Question 207194
No time at all ... you already dug it!  But, seriously, folks:

The way it is written, it is very confusing, but I am assuming you mean:
It takes you 8 hours to dig a hole.  It takes you and your brother TOGETHER 5 hours to dig a same size hole.  How long will it take your brother to dig a same-sized hole alone?

So this is a variation of D = RT (distance = rate times time), or R = D/T-- in this case, A=RT or R=A/T where A is amount.  We don't know how big the hole is, but we don't need it.
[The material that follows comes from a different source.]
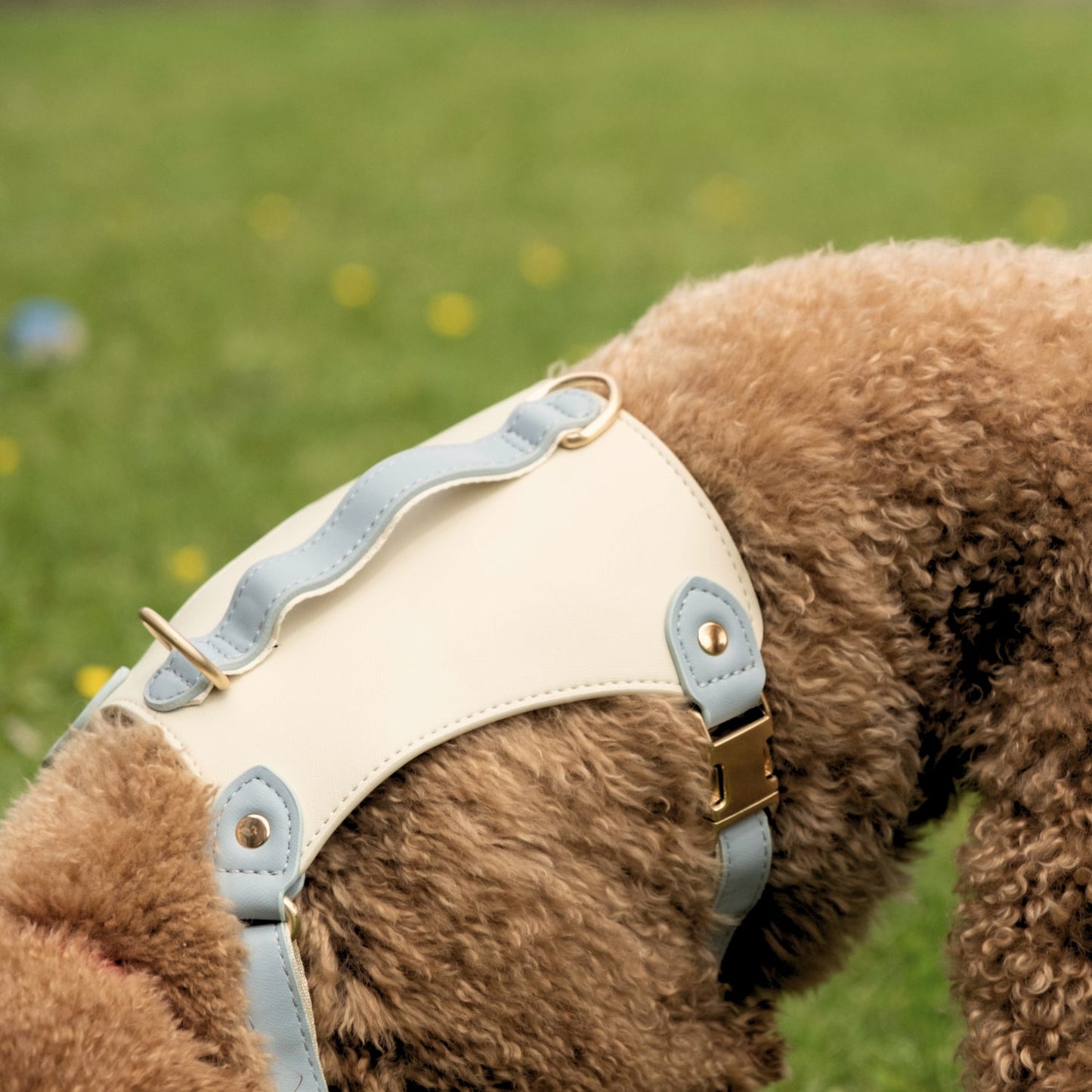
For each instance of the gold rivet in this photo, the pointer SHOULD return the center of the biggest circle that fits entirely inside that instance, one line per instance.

A = 1, where 1 represents 1 regulation-sized hole.  When dealing with yourself alone your rate is {{{1/8}}} (holes per hour).  Let B = the number of hours it would take your brother to dig this size hole (this the answer to the question).  So your brother's rate alone is {{{1/B}}} (holes per hour).  The amount you can dig in an hour is {{{1/8}}} of a hole, and the amount he can dig in an hour is {{{1/B}}} of a hole.  The amount you and your brother together can dig in an hour is just the sum of the amounts each of you can dig, that is {{{1/8 + 1/B=(B+8)/8B}}}.  So, we need to solve the equation for your working together, A = RT or 
{{{1=((B+8)/8B) 5}}}   multiplying both sides by 8B
{{{8B = 5(B+8)}}}    distributing 5
{{{8B = 5B + 40}}}   subtracting 5B from both sides
{{{3B = 40}}}   dividing both sides by 3
{{{B = 40/3}}} or 13 and 1/3 hours (the slacker!) and that is your answer.